The move will deal a further blow to the already flagging fortunes of one of the Government's key education policies. A prediction by John Patten, Secretary of State for Education, that more than 1,000 secondary schools would opt out by Easter is already bound to fail, with no more than 975 opting out by then.

In future, schools which decide to become self-governing will gain no advantage in cash terms over those which stay within local authority control.

The decision follows revelations that schools which pioneered the Government's opting out policy are receiving bonuses totalling almost pounds 14m each year.

More than 250 schools which opted out before April 1993 are receiving up to pounds 200,000 in extra funding each year. The discrepancy means that local authorities such as Essex and Berkshire, which have large numbers of self-governing schools, lose more than pounds 1m annually.
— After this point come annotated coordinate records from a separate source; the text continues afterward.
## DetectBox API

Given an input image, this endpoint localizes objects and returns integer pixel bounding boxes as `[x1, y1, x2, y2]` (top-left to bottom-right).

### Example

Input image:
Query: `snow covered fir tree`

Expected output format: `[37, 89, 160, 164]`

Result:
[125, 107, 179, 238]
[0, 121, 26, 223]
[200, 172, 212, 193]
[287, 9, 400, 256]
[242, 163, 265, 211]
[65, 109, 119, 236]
Now schools are to lose up to 10 per cent of the additional cash each year. Inflation will also eat into the fixed lump sum and officials at the Department for Education estimate that the bulk of the money will be lost to schools within four years.

Schools which opt out receive the same maintenance grant each year as local authority-run schools, but they also receive compensation for local authority services which which they must buy in, such as library provision and educational advice. The compensation has been frozen since 1990, but the maintenance grant has grown because authorities now distribute a much bigger proportion of funds to their own schools. Thus, self-governing schools are paid twice for central services.

Andrew Turner, director of the Grant Maintained Schools Foundation, said he did not believe the change would deter schools from opting out.

'Most schools, when they opt out, talk about being better off in terms of having control over a large amount of money and being able to get better value for it. I don't think they want to be better off if it means being funded in an unfair way,' he said.

Martin Rogers of Local Schools Information, a council-backed organisation which provides information on opting out, welcomed the move.